The agent declined to say whether Rushdie was still being treated in hospital, but said the important thing was that the world-renowned author will survive.
Wylie added that the possibility of an attack was something on their minds.
“I think the attack was probably something that Salman and I have discussed in the past, which is that the main danger he faced so many years after the imposition of the fatwa was from a random person coming out. out of nowhere and attacking [him]” Wylie said.

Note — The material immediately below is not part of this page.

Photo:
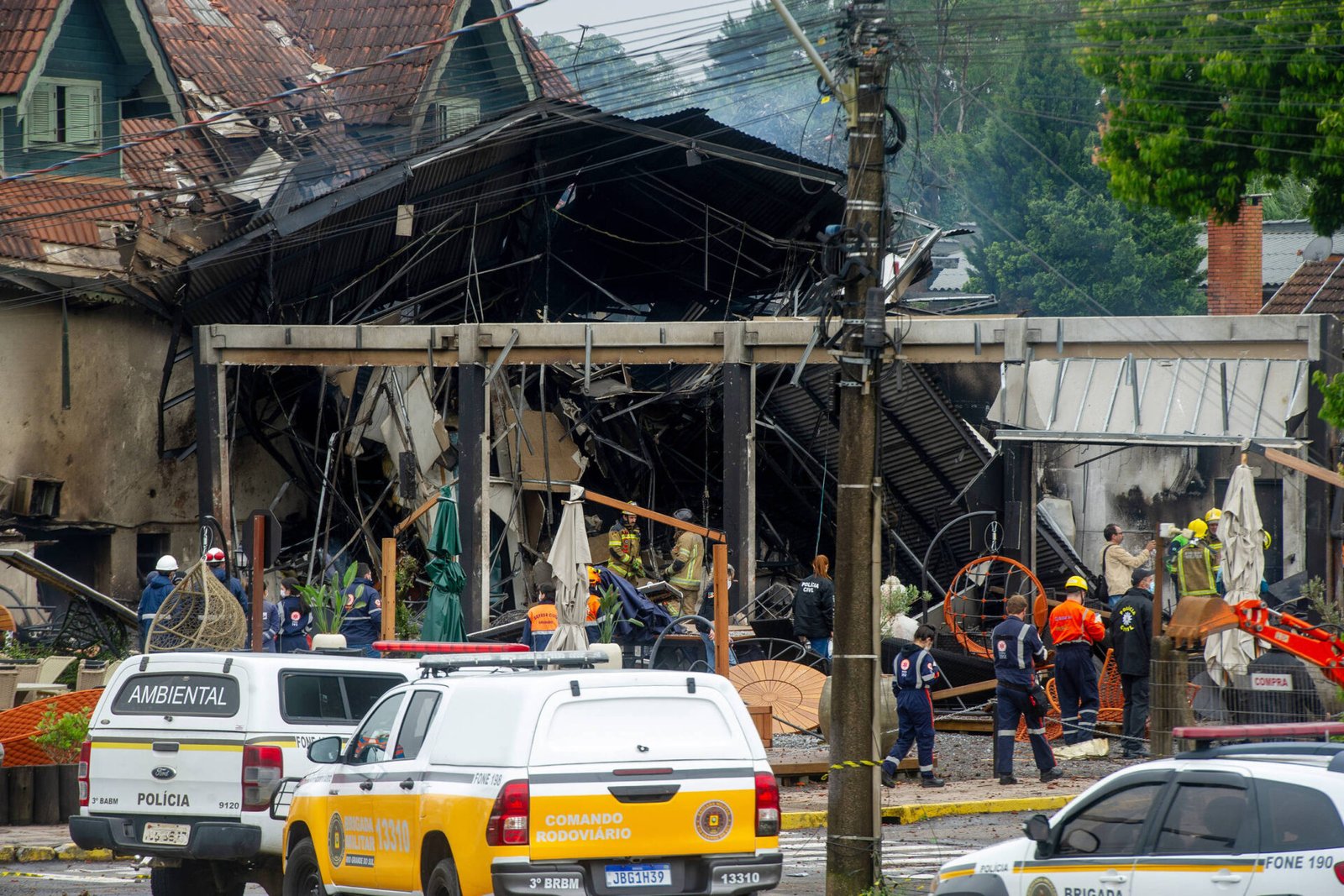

“So you can’t protect yourself against that because it’s totally unexpected and illogical. It was like the murder of John Lennon,” he added.
Resident of New Jersey Hadi Matar, 24, who was arrested in the Rushdie stabbing, pleaded not guilty to charges of attempted murder and second-degree assault in August.
New York State Police say Rushdie was about to start his scheduled lecture when Matar charged into the scene with a knife in his hand, stabbing the British author in the neck and chest.
Rushdie spent nearly a decade in hiding after “The Satanic Verses” was published, angering some who called the novel blasphemous. A religious edict known as a fatwa, calling on Muslims to kill Rushdie, was issued by Ayatollah Khomeini, Iran’s leader, a year after the book was published.